Les travaux ne démarrent pas forcément sitôt le lauréat choisi. RFF doit ensuite conclure une convention définitive de financement avec les différents partenaires. Pour la ligne Tours-Bordeaux (concession, et non PPP comme pour le contournement de Nîmes et Montpellier), il a fallu 15 mois entre la désignation de l’adjudicataire pressenti (Vinci) et la signature, mi-juin, d’un contrat de concession entre RFF et Vinci.
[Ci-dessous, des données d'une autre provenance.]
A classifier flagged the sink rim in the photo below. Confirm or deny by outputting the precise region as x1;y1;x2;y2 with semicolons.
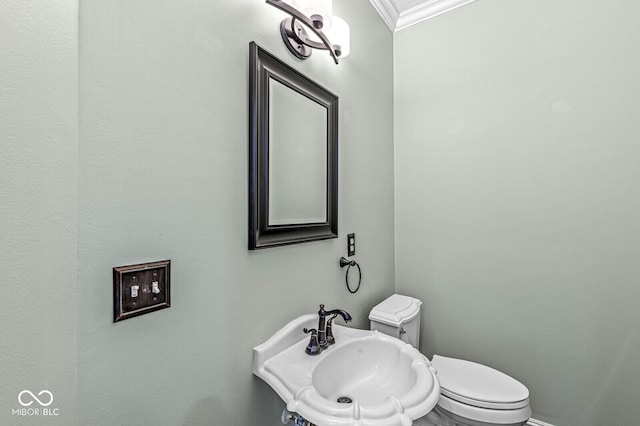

Les gares nouvelles de Montpellier et Nîmes dans le cadre du CNM
Le contournement de Nîmes et Montpellier est « la première ligne à grande vitesse mixte (grande vitesse voyageurs et fret), ajoute le communiqué. Ce projet emblématique du Grenelle de l’Environnement, permettra à l’horizon 2016 (2017 plutôt, d’après plusieurs proches, NDLR), d’accroître l’attractivité du transport de voyageurs à grande vitesse vers le sud de la France et l’Europe mais également de libérer des sillons pour augmenter significativement l’offre des trains régionaux en Languedoc-Roussillon. Il favorisera d’autre part, le développement du corridor de fret européen entre Valence et Budapest. »
Dans le cadre du CNM (coût estimatif : 2 Md€, hors gares nouvelles) seront réalisées les gares nouvelles de Montpellier Odysseum (horizon 2016) et de Nîmes Manduel (après mise en service du CNM).
Dans sa forme finale, le projet « permettra de mettre Paris et Montpellier à 3 heures l’une de l’autre, d’augmenter les circulations TER entre Nîmes et Sète et d’éloigner les trains de fret des centres villes ».
Le prolongement vers l’Espagne, à travers le projet de ligne nouvelle Montpellier-Perpignan, est espéré à l’horizon 2020. Lors du deuxième comité partenarial, ce lundi 4 juillet au Mas de Saporta à Lattes, Edouard Parant, chef de projet LNMP, a déclaré que le coût de l’infrastructure varierait « entre 5,5 Md€ et 7 Md€ », devant environ 150 décideurs régionaux et élus.
* 60 km de ligne à grande vitesse entre Manduel (est de Nîmes) et Lattes (ouest de Montpellier), 10 km de liaison sur la rive droite du Rhône et 10 km de raccordements vers Jonquières, Lattes et Manduel.